# Chausson - locking cap on fresh water storage tank?



## BogWelsh (Nov 2, 2008)

Hi,

Am I right in thinking the cap for the fresh water storage tank on a Chausson Welcome 85 is supposed to spin freely when in the locked position? When locked ours will turn but is really stiff -to the point that it can just be removed. Is there a trick to locking / unlocking that we're missing?

Wayne.


----------



## steles (Sep 29, 2005)

Yes

This has been covered many times before. Remove cap and put in very hot water for 5 minutes. Do not oil or spray with WD40

Steles


----------



## BogWelsh (Nov 2, 2008)

Steles,

Thank you. 5 mins in hot water didn't make a lot of difference but 30 mins of gentle boiling seems to have done the trick.

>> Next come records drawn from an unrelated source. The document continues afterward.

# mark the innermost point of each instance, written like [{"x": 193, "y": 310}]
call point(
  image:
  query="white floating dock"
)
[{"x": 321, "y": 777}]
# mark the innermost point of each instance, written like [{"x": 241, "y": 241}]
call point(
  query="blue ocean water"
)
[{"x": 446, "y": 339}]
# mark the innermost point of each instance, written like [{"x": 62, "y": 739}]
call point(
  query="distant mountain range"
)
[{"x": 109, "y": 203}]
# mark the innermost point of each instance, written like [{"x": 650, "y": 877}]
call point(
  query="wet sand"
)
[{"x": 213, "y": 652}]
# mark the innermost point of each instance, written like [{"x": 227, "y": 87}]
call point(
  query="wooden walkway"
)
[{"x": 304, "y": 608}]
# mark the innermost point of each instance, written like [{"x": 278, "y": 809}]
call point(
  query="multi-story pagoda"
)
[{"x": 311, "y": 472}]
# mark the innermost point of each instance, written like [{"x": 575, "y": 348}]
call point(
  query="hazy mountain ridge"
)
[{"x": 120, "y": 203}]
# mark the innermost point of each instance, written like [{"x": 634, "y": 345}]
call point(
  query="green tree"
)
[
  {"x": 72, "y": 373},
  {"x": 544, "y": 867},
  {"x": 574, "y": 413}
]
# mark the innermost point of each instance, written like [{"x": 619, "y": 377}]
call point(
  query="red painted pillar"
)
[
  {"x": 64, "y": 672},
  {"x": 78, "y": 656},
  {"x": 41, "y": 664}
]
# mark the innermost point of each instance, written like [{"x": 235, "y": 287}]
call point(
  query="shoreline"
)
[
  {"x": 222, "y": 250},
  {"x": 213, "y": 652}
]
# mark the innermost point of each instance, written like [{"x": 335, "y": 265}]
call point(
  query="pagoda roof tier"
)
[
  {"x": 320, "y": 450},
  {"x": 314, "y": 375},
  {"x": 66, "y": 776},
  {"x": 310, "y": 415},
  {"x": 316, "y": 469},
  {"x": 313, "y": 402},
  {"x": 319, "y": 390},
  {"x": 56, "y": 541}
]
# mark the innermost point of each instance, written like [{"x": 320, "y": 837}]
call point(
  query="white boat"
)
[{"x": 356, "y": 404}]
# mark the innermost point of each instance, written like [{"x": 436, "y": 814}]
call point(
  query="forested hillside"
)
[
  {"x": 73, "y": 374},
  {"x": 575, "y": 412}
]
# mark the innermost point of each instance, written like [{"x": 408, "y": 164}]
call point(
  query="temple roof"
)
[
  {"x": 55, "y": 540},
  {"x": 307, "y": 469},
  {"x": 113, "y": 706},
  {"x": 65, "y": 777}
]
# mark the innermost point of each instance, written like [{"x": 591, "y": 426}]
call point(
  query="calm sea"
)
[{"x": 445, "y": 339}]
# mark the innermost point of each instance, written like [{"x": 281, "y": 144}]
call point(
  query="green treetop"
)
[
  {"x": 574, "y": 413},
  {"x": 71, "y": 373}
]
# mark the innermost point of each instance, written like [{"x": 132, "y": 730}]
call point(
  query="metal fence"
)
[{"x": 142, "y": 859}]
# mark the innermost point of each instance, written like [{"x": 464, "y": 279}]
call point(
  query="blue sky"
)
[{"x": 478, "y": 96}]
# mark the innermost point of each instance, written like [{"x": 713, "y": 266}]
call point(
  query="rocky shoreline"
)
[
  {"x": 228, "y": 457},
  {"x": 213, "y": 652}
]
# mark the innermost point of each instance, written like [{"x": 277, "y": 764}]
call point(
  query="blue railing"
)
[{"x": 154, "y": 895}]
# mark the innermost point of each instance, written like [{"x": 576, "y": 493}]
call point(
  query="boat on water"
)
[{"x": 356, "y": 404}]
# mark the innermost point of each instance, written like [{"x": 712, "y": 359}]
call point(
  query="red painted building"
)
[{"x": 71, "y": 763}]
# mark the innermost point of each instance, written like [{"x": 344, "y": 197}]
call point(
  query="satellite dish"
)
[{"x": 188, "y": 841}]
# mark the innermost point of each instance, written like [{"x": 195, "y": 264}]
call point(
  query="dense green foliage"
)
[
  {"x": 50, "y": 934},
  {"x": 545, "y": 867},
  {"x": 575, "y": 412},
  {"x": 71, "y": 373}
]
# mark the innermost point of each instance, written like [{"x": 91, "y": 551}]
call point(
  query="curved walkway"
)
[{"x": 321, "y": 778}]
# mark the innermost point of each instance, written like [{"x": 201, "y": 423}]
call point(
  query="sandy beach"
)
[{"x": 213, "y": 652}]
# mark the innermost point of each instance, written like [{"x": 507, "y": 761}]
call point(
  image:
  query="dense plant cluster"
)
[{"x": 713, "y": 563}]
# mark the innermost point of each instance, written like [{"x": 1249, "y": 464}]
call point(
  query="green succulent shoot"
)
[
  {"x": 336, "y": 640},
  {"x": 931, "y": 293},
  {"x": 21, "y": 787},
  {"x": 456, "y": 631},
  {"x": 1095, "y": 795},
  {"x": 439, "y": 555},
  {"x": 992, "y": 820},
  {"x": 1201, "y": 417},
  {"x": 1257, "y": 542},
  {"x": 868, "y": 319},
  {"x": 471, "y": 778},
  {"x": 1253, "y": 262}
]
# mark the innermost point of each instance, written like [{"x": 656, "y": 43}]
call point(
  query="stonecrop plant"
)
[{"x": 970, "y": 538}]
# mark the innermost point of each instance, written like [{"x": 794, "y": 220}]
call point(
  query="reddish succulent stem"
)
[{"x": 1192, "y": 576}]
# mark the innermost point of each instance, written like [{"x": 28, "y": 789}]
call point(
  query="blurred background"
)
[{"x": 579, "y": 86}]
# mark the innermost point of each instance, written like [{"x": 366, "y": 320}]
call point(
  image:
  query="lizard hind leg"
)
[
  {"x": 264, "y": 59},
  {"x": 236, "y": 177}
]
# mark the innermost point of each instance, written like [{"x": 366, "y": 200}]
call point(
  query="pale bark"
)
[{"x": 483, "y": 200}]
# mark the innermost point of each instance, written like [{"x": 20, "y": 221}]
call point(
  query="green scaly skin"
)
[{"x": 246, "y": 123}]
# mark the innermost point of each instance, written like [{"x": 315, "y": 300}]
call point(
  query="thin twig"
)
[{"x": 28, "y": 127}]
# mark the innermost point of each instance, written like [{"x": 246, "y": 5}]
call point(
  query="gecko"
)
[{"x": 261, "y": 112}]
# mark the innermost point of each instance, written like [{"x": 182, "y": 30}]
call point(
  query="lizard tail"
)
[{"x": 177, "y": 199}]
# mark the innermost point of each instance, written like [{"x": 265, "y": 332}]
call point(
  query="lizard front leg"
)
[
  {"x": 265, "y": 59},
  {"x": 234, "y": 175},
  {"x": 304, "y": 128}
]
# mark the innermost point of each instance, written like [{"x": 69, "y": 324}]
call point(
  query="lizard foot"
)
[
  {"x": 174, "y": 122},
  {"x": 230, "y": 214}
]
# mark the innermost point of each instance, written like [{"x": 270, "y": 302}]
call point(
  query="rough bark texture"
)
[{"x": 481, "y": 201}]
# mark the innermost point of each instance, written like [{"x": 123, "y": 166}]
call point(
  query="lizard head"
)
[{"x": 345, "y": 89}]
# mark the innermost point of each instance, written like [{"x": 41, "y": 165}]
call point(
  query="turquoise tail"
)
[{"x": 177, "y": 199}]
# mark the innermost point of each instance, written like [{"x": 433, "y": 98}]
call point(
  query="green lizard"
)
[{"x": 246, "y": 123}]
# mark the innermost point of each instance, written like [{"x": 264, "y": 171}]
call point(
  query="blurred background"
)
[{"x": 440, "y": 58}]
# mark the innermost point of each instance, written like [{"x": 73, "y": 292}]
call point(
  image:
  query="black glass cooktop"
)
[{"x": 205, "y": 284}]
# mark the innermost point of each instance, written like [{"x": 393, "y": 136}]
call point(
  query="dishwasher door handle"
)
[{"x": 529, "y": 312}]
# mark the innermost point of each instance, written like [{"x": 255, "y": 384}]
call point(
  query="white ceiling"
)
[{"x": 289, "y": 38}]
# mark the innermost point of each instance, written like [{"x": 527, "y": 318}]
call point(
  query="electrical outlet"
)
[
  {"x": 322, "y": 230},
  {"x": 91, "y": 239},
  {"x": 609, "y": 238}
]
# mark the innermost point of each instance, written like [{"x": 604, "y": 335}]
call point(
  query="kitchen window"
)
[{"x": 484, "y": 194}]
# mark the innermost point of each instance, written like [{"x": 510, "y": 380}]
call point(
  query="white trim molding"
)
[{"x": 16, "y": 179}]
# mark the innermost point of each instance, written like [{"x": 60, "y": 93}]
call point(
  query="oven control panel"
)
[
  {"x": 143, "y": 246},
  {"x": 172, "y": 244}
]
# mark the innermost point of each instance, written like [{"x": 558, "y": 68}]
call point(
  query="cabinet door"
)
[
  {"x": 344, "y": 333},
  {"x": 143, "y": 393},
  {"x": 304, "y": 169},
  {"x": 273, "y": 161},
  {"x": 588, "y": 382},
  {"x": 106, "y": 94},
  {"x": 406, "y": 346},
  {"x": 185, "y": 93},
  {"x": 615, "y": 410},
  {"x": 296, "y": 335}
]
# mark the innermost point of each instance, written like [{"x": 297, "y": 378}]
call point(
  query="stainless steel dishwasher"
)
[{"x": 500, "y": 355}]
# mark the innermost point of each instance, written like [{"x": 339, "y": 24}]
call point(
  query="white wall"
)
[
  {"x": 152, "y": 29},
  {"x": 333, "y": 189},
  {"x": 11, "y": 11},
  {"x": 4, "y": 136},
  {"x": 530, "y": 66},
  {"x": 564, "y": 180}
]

What actually causes the problem and what does the hot water do to fix it?

Regards,

Wayne.


----------



## UncleNorm (May 1, 2005)

Hi Wayne! I trust you're well?

Damned annoying. I stripped my cap down to see how it worked!  

When the key is turned, some little bits of plastic are pushed from the centre of the cap, to engage with some ribs on the outer cap innards. The whole thing then turns as one and, with a gentle pressure, can be removed from or replaced on the MH.

When in position on the MH, by turning the key, the little bits of plastic are supposed to return to the inside of the lock cylinder area, so allowing the outer to spin freely on the inner! Yeh! Right! The whole thing is so damned tight that the whole thing continues to turn, despite having locked it, and off it comes again!

I used a combination of emery cloth, files, rasps, sharp knives, etc... to whittle, trim, sand, reduce the ribs and the little bits of plastic until such a time that, when locked, the outer simply and easily spun on the inner. I was careful not to over-reduce the little bits as they MUST be able to engage with the the outer ribs. And that's how it is today. It took me a couple of hours of pratting about but I got there in the end! :roll: :wink: I'm happier spending the time in my shed getting something to work properly, rather than waiting for a manufacturer to send a replacement to a dealer to send to me. There you go!


----------



## steles (Sep 29, 2005)

Hi Wayne

It seems that the sections are assembled with some form of protective wax which hardens and causes the cap to partially seize. I was reminded after i posted that the mark two version of the fix was to use boiling water. Sorry. The internals are probably Delrin or some other form of white plastic which does not require lubrication and will probably swell on application of same. My filler cap refused to work 3 months from new and the fix was recommended by the service dept at Burstner, i have had 18 months trouble free now. For those not convinced at a meet we "mended" 9 sticky caps.

Steles


----------